Von der Mühsal der Internet-Sexarbeit

Wie bei einer schweren, alten mechanischen Ladenkasse rattern die Zahlen in pinker Farbe langsam runter. Sie geben den dramaturgischen Spannungsbogen vor. Wenn von über 7′ 000 bis auf Null oder gar ein Plus rückwärts gezählt ist, dann kann die Protagonistin Sarah (Nora Islei) ihre Wohnung behalten. Zusätzliche Spannungsschraube sind die Termine auf dem Wandkalender.

Die pinken Zahlen rattern ziemlich oft – in nicht allzu großen Schritten. Sie symbolisieren die Beträge, die Sarah übers Internet mit den Sexdates mit ihren Kunden verdient.

Voller Power und mit einem wahren Farbenmassaker lässt Anna Unterweger ihren Film nach dem Drehbuch von Frank Buckel, Michael Lütje und Hauke Schlichting beginnen. Es steckt die Kraft der Wut dahinter, wie sie sagt, die sämtliche Seitensprünge von Männern rächen will. Denn Sarah hat ihren Freund beim Fremdgehen in der eigenen Wohnung erwischt.

Nackt wie Gott ihn und diese schuf beschießt Sarah die Ertappten mit Farbpistolen, praktisch, dass er Kunstmaler ist und überall in der Wohnung Farbtöpfe rumstehen. Sie treibt sie aus dem Haus. Zurück bleibt sie mit Mietschulden und der Drohung der unmittelbaren Kündigung. Denn ihr toller Freund hat das Geld statt für die Miete für Sex-Chats im Internet ausgegeben. Noodleshaker heißt das Portal, bei dem sich Sarah umgehend als Sexarbeiterin bewirbt. (Sie hätte sich ja auch fragen können, ob es vielleicht an ihr gelegen habe, dass ihr Freund seine Sexfantasien im Internet ausleben zu müssen glaubte).

Der Film arbeitet sich an Sarahs Sexarbeiten ab, hat noch Zeit für Gespräche mit ihrem Vater (Gedeon Burkhard), mit ihrer Freundin Alicia (Aische Pervers) und für die Entwickung wahrer Verliebtheit von Tim (Julian Bloedorn), Alicias Bruder, in Sarah.

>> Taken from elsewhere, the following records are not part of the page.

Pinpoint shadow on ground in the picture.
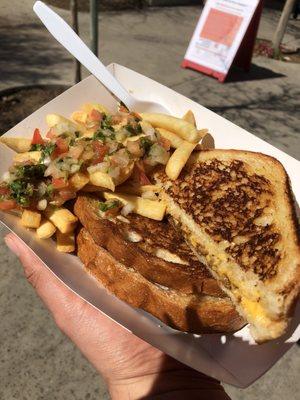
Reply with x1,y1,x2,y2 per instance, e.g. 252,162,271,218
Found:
0,19,70,85
226,64,285,82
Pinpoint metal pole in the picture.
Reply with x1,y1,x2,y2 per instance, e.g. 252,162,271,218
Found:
70,0,81,83
90,0,98,56
273,0,296,57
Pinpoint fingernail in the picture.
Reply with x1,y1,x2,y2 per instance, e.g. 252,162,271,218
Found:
4,235,21,257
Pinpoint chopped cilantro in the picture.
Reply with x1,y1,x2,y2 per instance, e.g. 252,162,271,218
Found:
93,129,116,143
29,144,44,151
93,129,106,143
125,124,142,136
99,200,120,212
46,183,54,197
101,114,115,132
16,164,47,180
42,142,55,160
9,179,34,207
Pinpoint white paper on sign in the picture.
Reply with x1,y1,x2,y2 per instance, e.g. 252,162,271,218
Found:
0,64,300,387
184,0,259,74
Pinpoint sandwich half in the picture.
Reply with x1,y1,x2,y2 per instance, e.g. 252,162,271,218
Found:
154,150,300,342
74,195,245,333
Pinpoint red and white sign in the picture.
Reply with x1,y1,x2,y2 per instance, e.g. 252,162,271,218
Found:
182,0,262,81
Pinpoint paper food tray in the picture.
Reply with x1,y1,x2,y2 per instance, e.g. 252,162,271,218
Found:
0,64,300,387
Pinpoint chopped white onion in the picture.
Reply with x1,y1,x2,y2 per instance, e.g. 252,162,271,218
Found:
142,190,157,200
43,156,51,167
37,182,47,197
111,149,130,167
36,199,48,211
121,203,134,217
70,164,80,174
2,171,10,182
87,161,109,174
108,167,121,179
140,121,156,140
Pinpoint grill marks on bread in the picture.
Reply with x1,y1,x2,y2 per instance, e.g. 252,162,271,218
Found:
161,159,281,280
74,195,226,297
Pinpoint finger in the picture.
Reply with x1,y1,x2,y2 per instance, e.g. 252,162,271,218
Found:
5,234,124,339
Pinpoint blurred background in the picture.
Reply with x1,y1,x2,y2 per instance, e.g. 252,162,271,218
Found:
0,0,300,400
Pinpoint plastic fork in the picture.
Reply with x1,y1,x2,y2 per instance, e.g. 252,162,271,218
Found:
33,1,170,114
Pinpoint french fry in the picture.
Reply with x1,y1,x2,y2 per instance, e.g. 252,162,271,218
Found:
13,151,42,164
140,113,201,143
69,172,89,192
166,142,197,180
81,103,109,114
118,183,160,196
182,110,196,127
103,192,166,221
90,171,115,192
81,183,107,193
45,207,78,233
21,210,42,228
46,114,76,128
46,114,85,133
156,128,184,149
36,219,56,239
56,231,75,253
201,133,215,150
114,162,134,186
123,133,147,146
0,136,31,153
71,111,88,125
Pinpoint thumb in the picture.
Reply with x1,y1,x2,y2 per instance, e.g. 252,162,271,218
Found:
5,233,124,344
4,233,79,316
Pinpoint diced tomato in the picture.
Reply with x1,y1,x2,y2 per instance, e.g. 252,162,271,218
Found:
89,109,103,122
52,178,69,189
59,189,76,201
68,145,84,160
111,115,123,125
31,129,45,144
135,161,151,185
0,200,17,211
52,138,69,158
159,136,171,151
93,140,109,164
119,105,129,113
0,186,10,195
46,128,56,139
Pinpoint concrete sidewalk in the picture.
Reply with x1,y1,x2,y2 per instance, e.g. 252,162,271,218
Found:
0,0,300,400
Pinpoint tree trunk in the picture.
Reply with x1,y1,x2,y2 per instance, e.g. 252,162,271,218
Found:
273,0,297,57
70,0,81,83
90,0,98,56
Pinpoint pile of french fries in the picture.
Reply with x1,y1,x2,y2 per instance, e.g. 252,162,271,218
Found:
0,103,214,252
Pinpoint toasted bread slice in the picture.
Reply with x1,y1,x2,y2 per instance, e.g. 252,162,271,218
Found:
74,195,225,297
77,228,244,333
155,150,300,342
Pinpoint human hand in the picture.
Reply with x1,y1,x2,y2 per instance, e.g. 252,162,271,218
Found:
5,234,229,400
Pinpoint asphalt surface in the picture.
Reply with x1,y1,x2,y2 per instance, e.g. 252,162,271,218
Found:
0,0,300,400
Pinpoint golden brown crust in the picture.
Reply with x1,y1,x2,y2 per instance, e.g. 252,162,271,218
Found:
77,228,244,333
155,150,300,341
74,195,225,297
158,150,299,280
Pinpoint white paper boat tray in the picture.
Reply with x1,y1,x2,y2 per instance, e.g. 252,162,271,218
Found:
0,64,300,387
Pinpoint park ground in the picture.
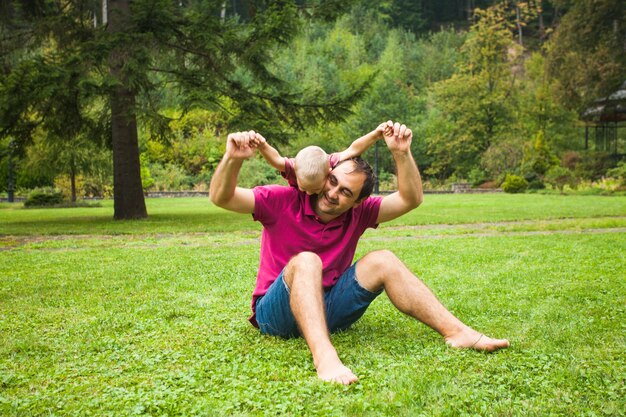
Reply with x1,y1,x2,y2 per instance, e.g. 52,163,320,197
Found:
0,194,626,416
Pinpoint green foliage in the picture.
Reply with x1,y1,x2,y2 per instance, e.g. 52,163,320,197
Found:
547,0,626,111
545,165,576,191
502,174,528,194
239,157,285,188
426,6,519,178
606,160,626,186
24,190,63,207
574,152,617,181
522,131,560,178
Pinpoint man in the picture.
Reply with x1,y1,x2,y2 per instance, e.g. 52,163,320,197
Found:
210,121,509,385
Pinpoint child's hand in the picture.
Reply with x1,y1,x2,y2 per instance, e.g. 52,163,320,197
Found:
226,130,256,159
250,133,267,148
376,120,393,138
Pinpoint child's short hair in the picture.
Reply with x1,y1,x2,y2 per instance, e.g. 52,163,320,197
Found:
295,146,329,181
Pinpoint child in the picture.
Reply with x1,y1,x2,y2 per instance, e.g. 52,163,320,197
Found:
253,121,393,195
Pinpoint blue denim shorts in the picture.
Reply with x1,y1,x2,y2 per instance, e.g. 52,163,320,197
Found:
256,263,382,338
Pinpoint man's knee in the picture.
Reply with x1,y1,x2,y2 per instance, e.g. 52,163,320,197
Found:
284,252,324,288
359,249,402,272
357,249,403,282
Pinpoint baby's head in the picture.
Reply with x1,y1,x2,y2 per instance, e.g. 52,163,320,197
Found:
294,146,330,195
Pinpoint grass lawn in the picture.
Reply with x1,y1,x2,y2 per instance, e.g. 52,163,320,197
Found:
0,194,626,416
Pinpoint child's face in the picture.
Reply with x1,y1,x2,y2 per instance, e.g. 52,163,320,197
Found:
297,177,326,195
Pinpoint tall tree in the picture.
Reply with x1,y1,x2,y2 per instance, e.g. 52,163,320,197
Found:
0,0,360,219
547,0,626,111
426,5,520,178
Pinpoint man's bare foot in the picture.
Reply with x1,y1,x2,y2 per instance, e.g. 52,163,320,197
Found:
446,328,510,352
316,356,358,385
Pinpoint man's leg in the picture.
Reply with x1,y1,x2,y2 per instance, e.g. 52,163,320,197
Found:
356,250,509,352
283,252,357,385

Grundtenor des Filmes ist – auch von der Musik unterstützt -, lasst uns eine Gaudi machen aus den Geschlechterspielen, lasst uns dies bei guter Stimmung tun, lasst uns nicht im Tiefgründigen verheddern, lasst uns einen forcierten Feminismus an den Tag legen, der die Männer als sexsüchtig sieht und den Frauen Überlegenheit attestiert.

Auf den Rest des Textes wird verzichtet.